La Soprintendenza archivistica del Fvg, con sede a Trieste nel palazzo dell’Archivio di Stato in via La Marmora, mantiene la propria indipendenza, come avevano molto caldeggiato anche i dirigenti, ma non solo, per non perdere il fruttuoso contatto coi beni culturali privati da mettere sotto tutela e in salvo.

Battaglia vinta, dunque, ma un altro cambiamento “epocale” è andato invece in porto, esattamente come era stato annunciato: la Soprintendenza per i beni storici e artistici viene accorpata, qui come altrove senza distinzioni, con quella ai Beni architettonici in una struttura unica, che si chiama Soprintendenza delle Belle arti e del paesaggio. Nulla cambia per la Soprintendenza archelogica, che rimane stabile al proprio posto.

Per intenderci, il ruolo a oggi rivestito dal soprintendente Luca Caburlotto (Beni storico-artistici) e quello in carico a Maria Giulia Picchione (Beni architettonici) diventano un ufficio unico. Salta insomma un posto, anche se la riforma non è tutta qui e altre posizioni si liberano: parliamo dunque di forte riorganizzazione, 37 dirigenti in meno in Italia, ma probabilmente molti potranno ambire alle nuove posizioni che entrano in campo. Forse piuttosto i soprintendenti “tagliati” faranno altro, se avranno i titoli per vincere i prossimi concorsi del ministero.

Sarà però quella Soprintendenza unica da ora in poi a prendersi cura sia di Miramare e sia dei permessi urbanistici. Cambiamento che è stato fortemente avversato dagli storici dell’arte, perché dare pareri urbanistici è prerogativa molto più facilmente attribuibile a un architetto. Competizione impari. Ma la fusione c’è stata.

La riforma porta con sè altre tre novità.
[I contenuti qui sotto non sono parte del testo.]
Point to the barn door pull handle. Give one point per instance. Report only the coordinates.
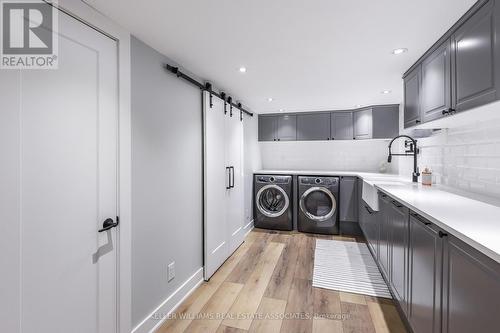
(109, 223)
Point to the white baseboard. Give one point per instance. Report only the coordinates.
(247, 228)
(152, 322)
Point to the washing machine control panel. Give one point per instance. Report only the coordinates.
(325, 181)
(274, 179)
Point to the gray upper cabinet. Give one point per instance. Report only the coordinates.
(425, 278)
(477, 58)
(461, 72)
(471, 290)
(267, 128)
(363, 124)
(313, 126)
(342, 126)
(436, 83)
(287, 128)
(348, 210)
(412, 85)
(377, 122)
(385, 121)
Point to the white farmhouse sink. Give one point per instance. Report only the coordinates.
(370, 192)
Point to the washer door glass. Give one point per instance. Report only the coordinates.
(318, 203)
(272, 201)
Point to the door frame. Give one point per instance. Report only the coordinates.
(88, 15)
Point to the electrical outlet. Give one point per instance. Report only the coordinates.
(171, 271)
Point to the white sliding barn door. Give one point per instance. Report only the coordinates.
(223, 173)
(234, 156)
(216, 180)
(61, 167)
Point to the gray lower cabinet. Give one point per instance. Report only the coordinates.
(399, 246)
(267, 128)
(287, 128)
(342, 126)
(385, 231)
(348, 201)
(471, 290)
(412, 85)
(313, 126)
(441, 283)
(363, 124)
(369, 220)
(426, 248)
(477, 58)
(436, 83)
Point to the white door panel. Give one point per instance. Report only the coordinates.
(67, 130)
(234, 149)
(216, 181)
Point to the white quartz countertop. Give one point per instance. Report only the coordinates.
(475, 222)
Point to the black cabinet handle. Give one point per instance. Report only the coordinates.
(109, 223)
(448, 111)
(397, 204)
(232, 177)
(228, 170)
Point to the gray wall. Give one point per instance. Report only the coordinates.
(252, 161)
(166, 180)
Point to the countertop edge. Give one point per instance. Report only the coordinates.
(476, 245)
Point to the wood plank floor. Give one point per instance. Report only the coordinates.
(266, 286)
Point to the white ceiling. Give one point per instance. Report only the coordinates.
(305, 54)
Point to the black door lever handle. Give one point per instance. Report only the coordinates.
(108, 224)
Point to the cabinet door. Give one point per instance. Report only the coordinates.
(399, 252)
(436, 83)
(425, 277)
(363, 124)
(342, 126)
(287, 128)
(385, 236)
(385, 121)
(475, 59)
(267, 128)
(471, 290)
(412, 86)
(313, 126)
(348, 211)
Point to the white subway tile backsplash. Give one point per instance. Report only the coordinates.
(466, 158)
(361, 155)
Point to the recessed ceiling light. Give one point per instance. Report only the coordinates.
(399, 51)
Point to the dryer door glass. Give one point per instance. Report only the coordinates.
(318, 203)
(272, 201)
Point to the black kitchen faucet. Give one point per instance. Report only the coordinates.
(412, 150)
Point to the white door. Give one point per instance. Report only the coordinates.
(62, 172)
(235, 194)
(216, 175)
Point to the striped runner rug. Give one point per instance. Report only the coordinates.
(349, 267)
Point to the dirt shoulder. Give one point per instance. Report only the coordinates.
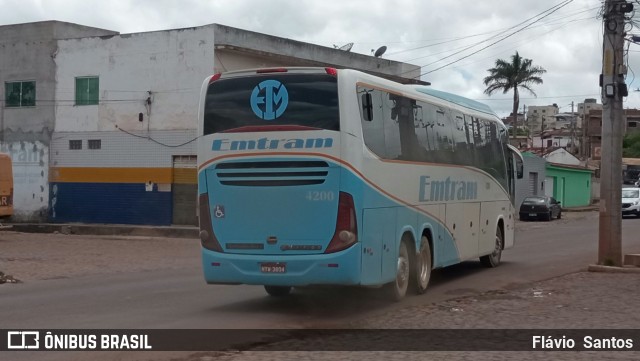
(31, 256)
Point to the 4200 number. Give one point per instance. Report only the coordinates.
(320, 196)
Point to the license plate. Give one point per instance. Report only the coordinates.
(273, 267)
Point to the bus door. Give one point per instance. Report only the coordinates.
(515, 168)
(6, 186)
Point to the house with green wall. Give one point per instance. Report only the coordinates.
(569, 184)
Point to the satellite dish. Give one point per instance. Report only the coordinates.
(346, 47)
(380, 51)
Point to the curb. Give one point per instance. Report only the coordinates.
(609, 269)
(581, 209)
(108, 230)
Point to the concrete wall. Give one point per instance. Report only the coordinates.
(27, 53)
(129, 180)
(30, 179)
(158, 74)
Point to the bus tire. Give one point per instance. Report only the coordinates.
(423, 266)
(397, 289)
(493, 259)
(278, 291)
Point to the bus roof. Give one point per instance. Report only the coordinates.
(456, 99)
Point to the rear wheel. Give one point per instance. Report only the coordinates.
(493, 259)
(278, 291)
(397, 289)
(422, 269)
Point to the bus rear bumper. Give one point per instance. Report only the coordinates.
(340, 268)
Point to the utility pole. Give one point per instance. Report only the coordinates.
(613, 90)
(574, 120)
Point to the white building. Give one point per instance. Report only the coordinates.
(540, 118)
(120, 111)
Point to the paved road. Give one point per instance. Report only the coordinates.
(178, 298)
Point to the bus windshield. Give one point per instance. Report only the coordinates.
(234, 104)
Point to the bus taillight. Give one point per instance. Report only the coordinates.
(207, 237)
(346, 233)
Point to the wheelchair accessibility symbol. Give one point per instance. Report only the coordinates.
(218, 212)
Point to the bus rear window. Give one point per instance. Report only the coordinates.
(281, 101)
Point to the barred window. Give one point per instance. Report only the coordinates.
(20, 94)
(75, 144)
(87, 90)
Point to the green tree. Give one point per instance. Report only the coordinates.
(631, 145)
(507, 76)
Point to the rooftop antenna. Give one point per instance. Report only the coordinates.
(346, 47)
(380, 51)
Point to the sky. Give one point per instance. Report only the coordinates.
(454, 42)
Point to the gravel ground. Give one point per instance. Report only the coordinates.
(33, 256)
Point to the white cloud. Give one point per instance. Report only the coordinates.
(568, 43)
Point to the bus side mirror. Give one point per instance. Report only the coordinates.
(367, 107)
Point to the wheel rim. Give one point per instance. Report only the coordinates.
(402, 276)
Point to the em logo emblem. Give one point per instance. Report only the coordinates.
(269, 99)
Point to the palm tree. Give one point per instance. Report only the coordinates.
(519, 73)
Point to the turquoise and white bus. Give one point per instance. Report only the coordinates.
(319, 176)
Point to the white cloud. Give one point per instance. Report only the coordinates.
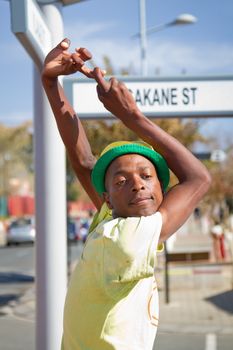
(169, 57)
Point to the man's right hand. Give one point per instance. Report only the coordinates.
(60, 61)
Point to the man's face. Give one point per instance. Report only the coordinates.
(133, 188)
Il direttore generale dei Beni culturali sparisce, in ogni regione d’Italia, e viene sostituito con un incarico di segretariato di livello inferiore che avrà semplici funzioni di coordinamento degli uffici periferici del ministero. I quali, per le decisioni sostanziali, faranno direttamente capo alle specifiche direzioni nazionali, ampliate di numero e di organici. Sparisce inoltre il direttore addetto a ogni singola biblioteca statale. Nel caso triestino, Maurizio Messina che ricopriva “a interim” la direzione della Biblioteca statale “Stelio Crise”, resterà titolare solo della Biblioteca Marciana di Venezia, suo incarico principale.
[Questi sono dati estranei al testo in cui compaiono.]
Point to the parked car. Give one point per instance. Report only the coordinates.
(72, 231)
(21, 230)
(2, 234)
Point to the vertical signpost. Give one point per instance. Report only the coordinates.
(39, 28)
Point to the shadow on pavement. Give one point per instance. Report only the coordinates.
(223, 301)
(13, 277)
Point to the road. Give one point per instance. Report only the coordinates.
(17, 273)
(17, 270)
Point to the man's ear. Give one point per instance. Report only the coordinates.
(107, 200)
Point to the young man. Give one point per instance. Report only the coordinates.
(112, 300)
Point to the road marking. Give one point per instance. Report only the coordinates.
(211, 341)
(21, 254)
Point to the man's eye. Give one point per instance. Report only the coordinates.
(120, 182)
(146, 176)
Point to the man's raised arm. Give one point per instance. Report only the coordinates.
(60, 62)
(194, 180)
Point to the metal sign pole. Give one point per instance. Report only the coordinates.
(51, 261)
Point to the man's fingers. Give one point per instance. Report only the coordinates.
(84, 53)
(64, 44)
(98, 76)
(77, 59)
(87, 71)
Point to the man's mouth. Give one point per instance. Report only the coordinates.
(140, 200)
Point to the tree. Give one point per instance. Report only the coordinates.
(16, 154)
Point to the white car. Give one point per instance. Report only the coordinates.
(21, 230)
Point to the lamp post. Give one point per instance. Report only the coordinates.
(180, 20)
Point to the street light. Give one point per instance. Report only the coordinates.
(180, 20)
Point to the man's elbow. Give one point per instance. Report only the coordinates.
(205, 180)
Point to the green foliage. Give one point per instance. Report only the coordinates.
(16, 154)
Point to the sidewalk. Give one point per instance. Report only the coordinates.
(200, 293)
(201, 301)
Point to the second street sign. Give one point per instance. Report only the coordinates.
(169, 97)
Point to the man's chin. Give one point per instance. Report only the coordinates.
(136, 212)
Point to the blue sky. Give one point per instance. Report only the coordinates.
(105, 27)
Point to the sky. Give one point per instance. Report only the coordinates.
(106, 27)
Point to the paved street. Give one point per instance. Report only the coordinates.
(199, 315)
Infine, nascono con la riforma i “poli museali”. Oltre a quelli autonomi di forte spessore nazionale (sono 18 più 2 siti archeologici) tutti gli altri, e anche il nostro, saranno “regionali”, autonomi con un proprio direttore. Posto da creare. Ma che non dovrebbe mettere in gioco il ruolo dei direttori di sede (nel caso specifico, quello di Rossella Fabiani a capo di castello e parco di Miramare).